Architecture and Hardware

Fending off Cyberattacks on Collaborative Robots

Collaborative robots (known as cobots) are used in a wide variety of ways and in very diverse application areas.

Collaborative robots, or cobots, count on Internet of Things (IoT) devices, telemetry data, software programming, and remote control for operation, productivity, and safety. These systems and devices present unique opportunities for attack.

Cyberattacks use IoT and Industrial IoT (IIoT) device vulnerabilities to gain unauthorized access to cobots. "IoT and IIoT devices connect to cobots via TCP/IP Ethernet to communicate inputs and instructions and to gain data," says Jim McKenney, practice director, Industrials & Operational Technologies at NCC Group, a cyberthreat management company.

According to McKenney, IoT devices collect a range of data from cobots, including performance metrics such as speed, accuracy, and energy consumption. The devices and data are vulnerable if someone has improperly configured those or if the security is weak, he says.

Vulnerable devices enable hacker reconnaissance of cobot systems. "Cybercriminals can collect information about the cobot's configuration, operating system, or communication protocols to develop customized malware," says Yair Attar, co-founder and CTO of OTORIO, an Operational Technology (OT) environment monitoring provider.

Malware inserts backdoors in systems, providing criminal hackers with remote access. Cybercriminals use command and control servers and bots to orchestrate automated attacks, leveraging and increasing access across networks and devices. Cobots are connected devices, a form of IIoT. The basic principles of attack on them do not differ from any other network-based attack

In fact, cobots are not necessarily the primary targets in these attacks. "Malware can spread laterally to devices on the network, causing wide, detrimental effects," says Francis Dinha, co-founder and CEO of OpenVPN, Inc.,  a private networking and cybersecurity company with clients in IoT.

Criminal hackers can live off the land, using remote control tools IT has already installed with the cobots, such as Secure Shell (SSH).

Attackers can use cobots' SSH connections for remote access to change uncompiled scripted code or gcode files to reconfigure the cobot to perform all the wrong motions, explains Michael Nizich, director of the Entrepreneurship & Technology Innovation Center and Cyber Defense Education at New York Institute of Technology.
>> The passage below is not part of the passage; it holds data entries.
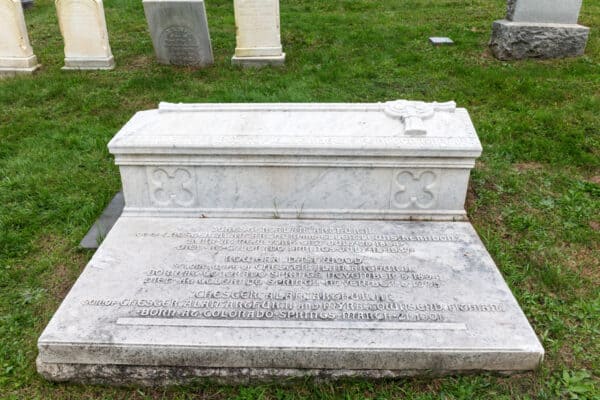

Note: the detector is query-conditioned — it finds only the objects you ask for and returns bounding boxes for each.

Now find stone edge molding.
[54,0,115,71]
[489,20,590,60]
[109,100,481,221]
[0,0,41,78]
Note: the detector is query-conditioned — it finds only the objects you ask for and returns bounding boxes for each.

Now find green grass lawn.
[0,0,600,399]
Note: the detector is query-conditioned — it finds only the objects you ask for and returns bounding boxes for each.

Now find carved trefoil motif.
[391,170,438,209]
[148,167,195,207]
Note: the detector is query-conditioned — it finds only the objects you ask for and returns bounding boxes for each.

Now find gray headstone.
[38,217,544,385]
[490,20,590,60]
[506,0,582,24]
[143,0,214,66]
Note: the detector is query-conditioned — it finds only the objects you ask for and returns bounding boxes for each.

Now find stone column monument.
[0,0,39,77]
[55,0,115,70]
[231,0,285,67]
[490,0,589,60]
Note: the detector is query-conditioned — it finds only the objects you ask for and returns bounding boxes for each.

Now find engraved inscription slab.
[143,0,213,66]
[38,217,543,381]
[232,0,285,66]
[109,100,481,221]
[55,0,114,70]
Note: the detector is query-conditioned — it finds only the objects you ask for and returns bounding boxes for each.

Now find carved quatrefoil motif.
[151,168,194,206]
[392,171,437,208]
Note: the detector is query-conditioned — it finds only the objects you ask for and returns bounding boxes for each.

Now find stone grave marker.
[37,100,543,385]
[0,0,40,77]
[490,0,589,60]
[231,0,285,67]
[55,0,115,70]
[143,0,214,67]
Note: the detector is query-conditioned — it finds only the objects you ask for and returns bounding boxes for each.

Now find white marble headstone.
[0,0,39,76]
[232,0,285,65]
[56,0,115,69]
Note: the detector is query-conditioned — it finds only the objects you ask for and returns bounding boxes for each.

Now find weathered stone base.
[37,359,523,386]
[62,56,115,70]
[489,20,590,60]
[231,53,285,68]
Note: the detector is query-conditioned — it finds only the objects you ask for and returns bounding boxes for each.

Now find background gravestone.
[0,0,39,77]
[490,0,589,60]
[143,0,214,66]
[231,0,285,66]
[56,0,115,70]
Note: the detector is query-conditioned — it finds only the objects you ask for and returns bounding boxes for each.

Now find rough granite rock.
[489,20,590,60]
[37,360,523,387]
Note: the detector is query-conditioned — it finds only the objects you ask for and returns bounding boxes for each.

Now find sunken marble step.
[109,100,481,220]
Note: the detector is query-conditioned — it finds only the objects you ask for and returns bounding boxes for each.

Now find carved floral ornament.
[383,100,456,136]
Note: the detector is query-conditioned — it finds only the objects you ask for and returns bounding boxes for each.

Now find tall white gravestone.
[0,0,39,76]
[55,0,115,70]
[490,0,589,60]
[231,0,285,66]
[142,0,214,67]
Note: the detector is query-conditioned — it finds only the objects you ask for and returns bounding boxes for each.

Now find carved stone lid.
[108,100,481,158]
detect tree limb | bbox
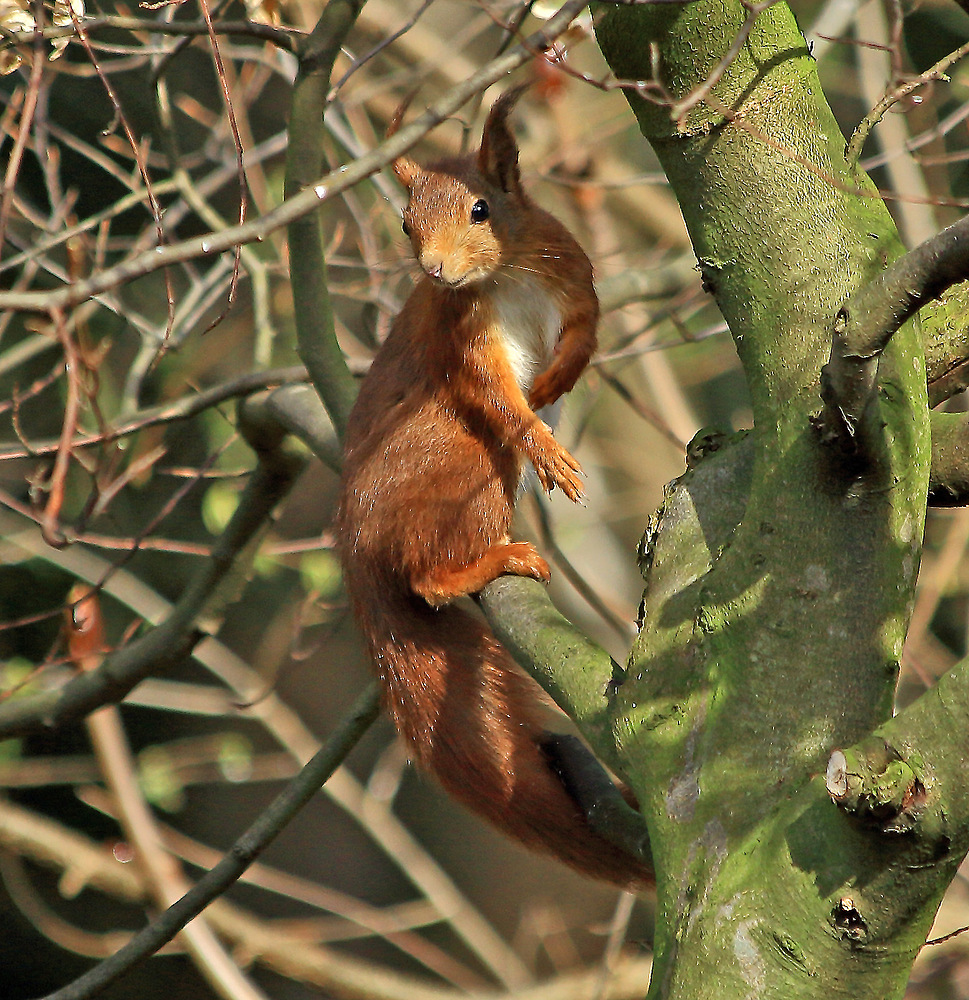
[929,412,969,507]
[37,685,380,1000]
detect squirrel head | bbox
[391,87,529,288]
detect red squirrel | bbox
[338,89,651,888]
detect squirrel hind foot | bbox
[410,542,552,608]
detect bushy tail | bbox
[355,594,653,889]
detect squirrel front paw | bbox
[503,542,552,583]
[528,424,583,503]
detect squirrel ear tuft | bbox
[391,156,421,191]
[478,84,527,194]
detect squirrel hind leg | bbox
[539,732,651,864]
[410,542,552,607]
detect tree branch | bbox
[929,412,969,507]
[819,216,969,457]
[478,576,623,768]
[283,0,365,438]
[0,0,584,313]
[0,414,306,739]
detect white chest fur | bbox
[489,275,563,394]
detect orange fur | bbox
[339,92,649,886]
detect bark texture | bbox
[598,0,969,1000]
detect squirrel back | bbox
[338,91,651,888]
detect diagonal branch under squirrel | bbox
[338,89,652,889]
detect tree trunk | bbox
[597,0,969,1000]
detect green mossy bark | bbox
[597,0,958,1000]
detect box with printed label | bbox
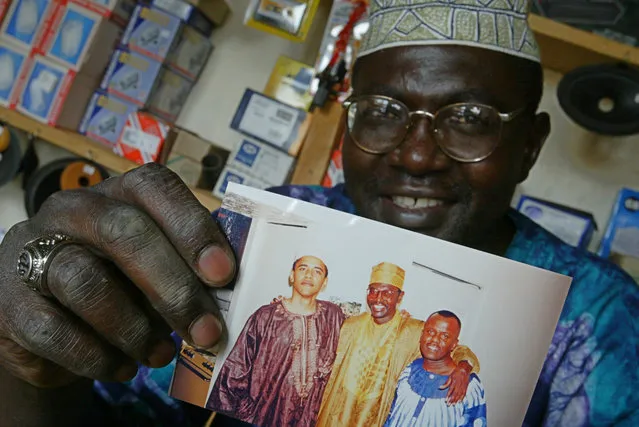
[227,139,295,186]
[122,5,183,62]
[16,55,97,129]
[0,37,29,107]
[0,0,58,50]
[147,68,193,123]
[231,89,311,156]
[167,27,213,81]
[37,3,121,76]
[100,47,162,106]
[598,188,639,279]
[151,0,214,37]
[115,112,170,165]
[213,165,271,199]
[517,195,597,249]
[78,91,138,148]
[70,0,137,27]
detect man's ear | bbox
[519,113,550,183]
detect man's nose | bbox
[390,116,454,176]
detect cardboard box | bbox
[0,0,59,50]
[147,68,193,123]
[213,165,271,199]
[165,128,229,191]
[70,0,137,27]
[227,139,295,187]
[517,196,597,249]
[16,55,97,129]
[186,0,231,26]
[115,112,170,165]
[122,5,183,62]
[231,89,311,156]
[100,47,162,107]
[167,27,213,81]
[37,3,121,77]
[78,91,138,148]
[0,37,29,107]
[151,0,214,37]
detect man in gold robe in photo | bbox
[317,262,479,427]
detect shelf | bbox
[0,107,221,211]
[528,14,639,74]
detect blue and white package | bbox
[100,47,162,106]
[17,56,69,123]
[78,91,138,148]
[0,0,54,49]
[0,39,28,107]
[122,5,182,62]
[151,0,214,37]
[47,4,102,70]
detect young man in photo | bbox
[384,310,487,427]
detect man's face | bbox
[366,283,404,325]
[343,46,549,247]
[289,256,327,298]
[419,314,459,361]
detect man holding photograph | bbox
[384,310,487,427]
[206,256,345,427]
[317,262,479,427]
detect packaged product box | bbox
[167,26,213,81]
[517,195,597,249]
[70,0,137,27]
[147,68,193,123]
[78,91,138,148]
[115,112,170,165]
[122,5,183,62]
[0,0,59,50]
[15,55,97,129]
[36,3,122,77]
[227,138,295,187]
[100,47,162,107]
[231,89,311,156]
[0,37,29,107]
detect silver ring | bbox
[16,234,71,293]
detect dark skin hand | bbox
[0,164,235,410]
[343,46,550,254]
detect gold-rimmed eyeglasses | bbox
[343,95,525,163]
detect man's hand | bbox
[0,164,235,387]
[439,361,473,406]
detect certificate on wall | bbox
[171,184,571,427]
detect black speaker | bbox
[557,64,639,136]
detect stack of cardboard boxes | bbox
[0,0,228,163]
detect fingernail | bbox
[146,340,175,368]
[115,363,138,383]
[198,245,235,284]
[189,314,222,348]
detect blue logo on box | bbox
[49,9,96,67]
[4,0,51,46]
[220,172,244,194]
[20,62,65,120]
[0,46,25,101]
[235,140,260,167]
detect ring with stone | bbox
[16,234,71,293]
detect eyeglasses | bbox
[343,95,525,163]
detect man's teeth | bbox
[393,196,444,209]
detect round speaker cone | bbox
[557,64,639,136]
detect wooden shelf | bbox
[0,107,221,211]
[528,14,639,74]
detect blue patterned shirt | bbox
[95,185,639,427]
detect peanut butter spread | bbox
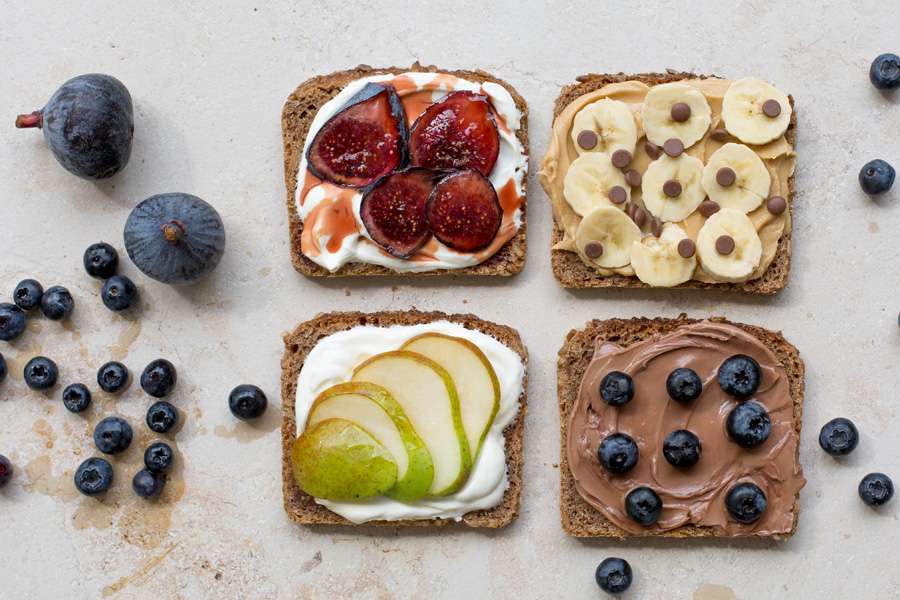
[566,321,806,536]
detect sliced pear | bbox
[306,381,434,502]
[401,333,500,463]
[353,350,472,496]
[291,419,397,500]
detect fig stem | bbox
[16,110,44,129]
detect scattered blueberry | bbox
[725,402,772,448]
[859,473,894,506]
[663,429,703,469]
[594,557,633,594]
[869,53,900,90]
[859,158,897,196]
[94,417,134,454]
[625,487,662,527]
[819,417,859,456]
[84,242,119,279]
[600,371,634,406]
[75,456,112,496]
[719,354,762,398]
[725,483,768,523]
[97,361,128,394]
[63,383,91,412]
[141,358,178,398]
[147,401,178,433]
[100,275,137,312]
[41,285,75,321]
[144,442,175,472]
[13,279,44,311]
[228,384,268,421]
[0,302,25,342]
[23,356,59,390]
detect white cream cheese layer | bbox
[295,321,525,523]
[295,73,528,273]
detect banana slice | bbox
[697,208,762,283]
[722,77,792,144]
[641,82,712,148]
[575,206,641,269]
[702,143,772,213]
[571,98,637,155]
[641,154,704,221]
[631,223,697,287]
[563,152,631,216]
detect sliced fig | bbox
[427,169,503,252]
[306,83,409,187]
[409,91,500,175]
[359,168,435,258]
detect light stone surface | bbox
[0,0,900,600]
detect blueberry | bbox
[663,429,703,469]
[594,557,633,594]
[41,285,75,321]
[819,417,859,456]
[859,473,894,506]
[0,302,25,342]
[100,275,137,312]
[228,384,268,421]
[666,367,703,402]
[725,402,772,448]
[600,371,634,406]
[94,417,134,454]
[859,159,897,196]
[97,361,128,394]
[13,279,44,311]
[75,456,113,496]
[141,358,178,398]
[719,354,762,398]
[84,242,119,279]
[63,383,91,412]
[597,433,638,475]
[23,356,59,390]
[869,54,900,90]
[144,442,175,472]
[147,401,178,433]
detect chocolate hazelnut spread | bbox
[566,321,806,536]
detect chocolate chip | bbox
[678,238,697,258]
[663,138,684,158]
[766,196,787,215]
[716,235,734,255]
[625,169,643,187]
[716,167,737,187]
[610,149,632,169]
[763,98,781,119]
[670,102,691,123]
[584,242,603,260]
[609,185,628,204]
[578,129,599,150]
[663,179,681,198]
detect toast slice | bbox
[550,69,797,295]
[281,62,528,277]
[556,313,805,539]
[281,310,528,529]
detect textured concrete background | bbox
[0,0,900,600]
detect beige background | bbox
[0,0,900,600]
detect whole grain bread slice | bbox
[548,69,797,295]
[281,310,528,529]
[281,61,528,277]
[556,314,805,539]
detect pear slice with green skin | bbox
[306,381,434,502]
[291,419,397,500]
[353,350,472,496]
[401,332,500,463]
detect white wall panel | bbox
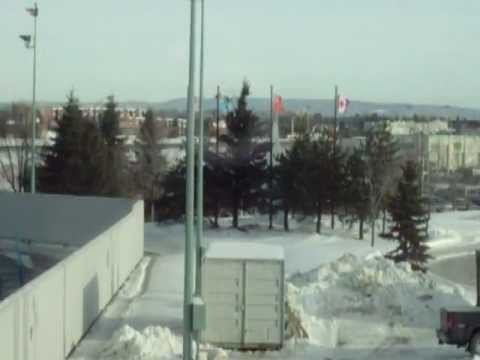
[0,195,143,360]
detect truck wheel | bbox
[469,331,480,355]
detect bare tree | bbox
[365,122,397,247]
[0,104,31,192]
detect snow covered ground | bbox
[72,212,480,360]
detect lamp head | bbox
[20,35,32,49]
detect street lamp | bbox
[20,3,38,194]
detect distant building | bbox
[425,134,480,171]
[364,119,453,135]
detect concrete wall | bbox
[0,195,143,360]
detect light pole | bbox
[183,0,196,360]
[20,3,38,194]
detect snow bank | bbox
[288,253,468,347]
[119,256,150,299]
[101,325,182,360]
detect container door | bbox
[243,261,283,347]
[202,260,243,344]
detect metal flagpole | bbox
[268,85,273,230]
[195,0,205,306]
[183,0,196,360]
[330,85,338,229]
[215,85,220,156]
[30,3,38,194]
[215,85,220,227]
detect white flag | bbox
[337,95,350,114]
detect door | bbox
[243,261,283,347]
[202,259,243,344]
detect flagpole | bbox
[268,85,273,230]
[214,85,220,227]
[183,0,196,360]
[330,85,338,229]
[215,85,220,156]
[195,0,205,300]
[30,3,38,194]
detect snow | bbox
[119,256,150,299]
[205,241,285,260]
[101,325,182,360]
[289,254,471,347]
[72,212,480,360]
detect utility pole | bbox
[268,85,273,230]
[183,0,196,360]
[20,3,38,194]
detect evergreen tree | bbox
[100,95,121,147]
[306,133,332,234]
[38,92,105,195]
[100,96,130,196]
[135,109,167,221]
[324,136,346,229]
[274,136,310,231]
[365,121,397,246]
[388,161,431,271]
[220,82,267,228]
[344,147,369,240]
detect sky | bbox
[0,0,480,108]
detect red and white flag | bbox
[337,95,350,114]
[273,96,283,114]
[25,4,38,17]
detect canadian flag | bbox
[337,95,350,114]
[273,96,283,114]
[25,4,38,17]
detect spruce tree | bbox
[100,96,130,196]
[135,109,167,221]
[274,136,309,231]
[344,147,369,240]
[38,92,105,195]
[365,121,397,247]
[388,161,430,271]
[306,133,332,234]
[220,81,267,228]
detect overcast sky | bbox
[0,0,480,107]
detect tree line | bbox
[0,82,428,269]
[157,83,428,269]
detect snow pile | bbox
[101,325,182,360]
[428,227,463,248]
[119,256,150,299]
[289,253,468,347]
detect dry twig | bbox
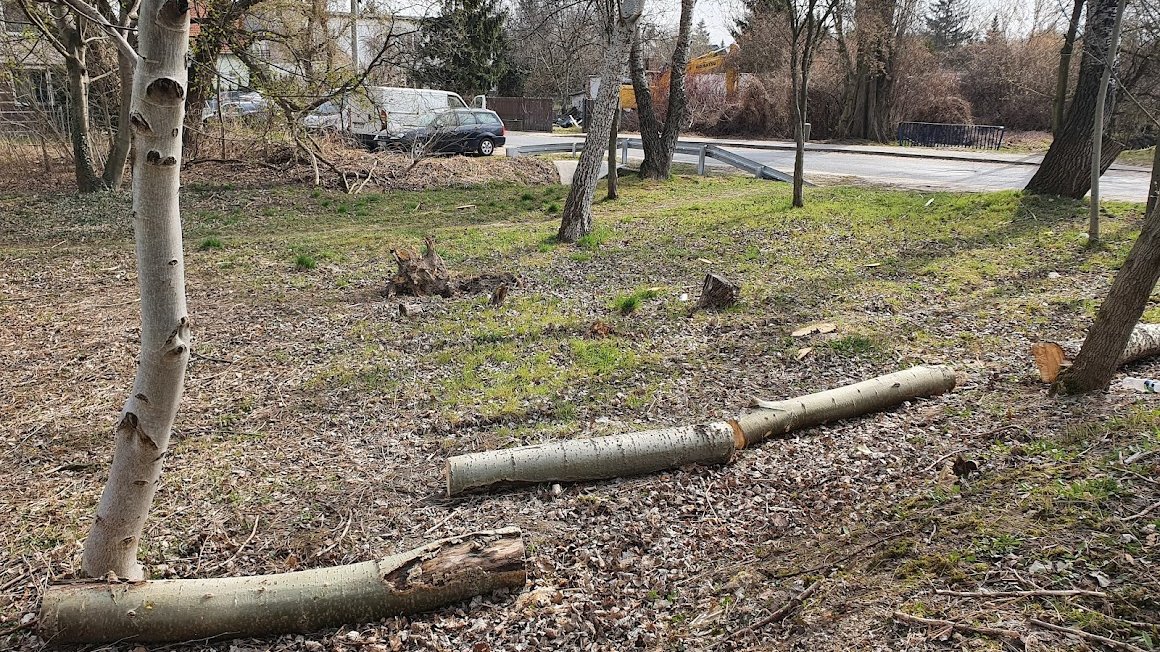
[1029,618,1145,652]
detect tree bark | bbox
[82,0,190,580]
[39,528,527,644]
[1051,0,1083,137]
[1058,207,1160,394]
[1031,324,1160,383]
[733,365,955,447]
[447,422,738,495]
[557,0,640,242]
[1025,0,1122,200]
[1088,0,1128,244]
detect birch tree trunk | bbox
[1051,0,1083,136]
[557,0,640,242]
[39,528,527,644]
[82,0,190,580]
[1058,207,1160,393]
[1088,0,1128,245]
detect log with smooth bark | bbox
[1031,324,1160,383]
[447,367,955,495]
[447,422,737,495]
[733,365,955,447]
[81,0,190,580]
[39,528,527,644]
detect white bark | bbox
[733,365,955,448]
[39,528,527,644]
[1031,324,1160,383]
[82,0,190,580]
[447,422,738,495]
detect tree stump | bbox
[386,236,455,297]
[696,274,741,310]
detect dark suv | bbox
[375,109,507,157]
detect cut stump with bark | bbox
[386,236,455,297]
[447,423,737,495]
[39,528,527,644]
[1031,324,1160,383]
[696,274,741,310]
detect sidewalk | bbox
[528,132,1148,172]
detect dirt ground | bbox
[0,160,1160,652]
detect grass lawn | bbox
[0,176,1160,650]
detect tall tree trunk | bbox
[1088,0,1128,244]
[557,0,640,242]
[1147,143,1160,212]
[790,43,806,208]
[608,95,621,200]
[1027,0,1123,200]
[82,0,190,580]
[101,53,133,190]
[841,0,897,143]
[57,15,106,193]
[1059,199,1160,393]
[1051,0,1083,136]
[657,0,697,179]
[629,30,664,179]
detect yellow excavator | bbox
[621,44,739,109]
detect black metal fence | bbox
[898,122,1007,150]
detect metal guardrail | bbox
[507,138,813,186]
[898,122,1007,150]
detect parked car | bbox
[202,90,270,122]
[375,109,507,157]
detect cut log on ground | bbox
[447,367,955,495]
[697,274,741,310]
[447,422,737,495]
[732,365,955,447]
[39,528,527,644]
[1031,324,1160,383]
[386,236,454,297]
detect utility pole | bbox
[350,0,358,75]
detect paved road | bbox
[507,131,1150,202]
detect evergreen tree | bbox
[414,0,513,100]
[927,0,974,52]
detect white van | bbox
[343,86,467,147]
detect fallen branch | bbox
[445,367,955,495]
[935,588,1108,597]
[717,580,821,645]
[894,611,1023,642]
[447,423,737,495]
[732,365,955,447]
[1028,618,1146,652]
[39,528,527,644]
[1031,324,1160,383]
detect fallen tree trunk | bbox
[39,528,527,644]
[447,422,737,495]
[1031,324,1160,383]
[447,367,955,495]
[733,365,955,447]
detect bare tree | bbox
[777,0,840,208]
[630,0,696,179]
[557,0,643,242]
[78,0,190,573]
[20,0,137,193]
While some cobot installations don't have SSH access, others have advanced SSH connections, according to Nizich, depending on the control board, operating system, and other installation factors.

"Advanced SSH connection support provides an outside user full access to the robot's operating system and controls and the software and scripts on the system that control the cobot's behaviors," says Nizich.

Unfortunately, it is often trivial for criminal hackers to learn these connection options and find cobots to attack. "Many times, vendors publicly advertise the features of software and hardware systems to make them more attractive from a sales perspective. Users discuss the intricate details of the system's functionality on blogs and vlogs as they attempt to troubleshoot issues with the help of other system users," explains Nizich.

Criminal hackers with remote admin credentials can run custom software in a background service to launch a cobot attack on a particular date and time, says Nizich. "That's why you see attacks reported to have occurred on all machines at 9:01 a.m. on a certain date," says Nizich. The software also could record packets from the cobots to prepare for the final attack, he says.

According to Jon Clay, vice president of threat intelligence at Trend Micro, a cloud and endpoint security provider, cybercriminals can launch Man-in-the-Middle (MitM) attacks, inserting themselves between the cobot and the system running it. MitM attacks enable the hackers to collect industrial intelligence from communications between the cobots and their connected resources, such as extraneous networks, databases, and control systems.

According to Clay, criminal hackers can use the data they collect in MitM attacks to identify what they can use in future attacks.

According to Dinha, "if a cobot is collecting data to send to a database, a MitM attack could collect the data and even change it without either side registering the intrusion."

Cobots are subject to traditional network attacks. "Attackers can use brute force tactics, such as repeatedly guessing a robot's login credentials to gain unauthorized access," says Attar.

Cobot attacks are happening. According to Attar, "There have been several reported cyberattacks on cobots, but details of the specific attacks are often not made public."

Today's attacks are primarily to prepare for future attacks. "My main fear is these actors could have dropped some backdoors for future access," says Clay.

"The costs and aftermath of cobot attacks can vary widely depending on the extent of the damage, the time to recover, and the business impact," says Attar.

"For example, a single cyber incident can cause financial losses, production delays, reputational damage, and legal liabilities. The costs can range from a few thousand dollars to millions, depending on the size and complexity of the organization and the attack's severity. The aftermath can also include regulatory compliance, insurance claims, and investment in cybersecurity measures to prevent future incidents," says Attar.


David Geer is a journalist who focuses on issues related to cybersecurity. He writes from Cleveland, OH, USA.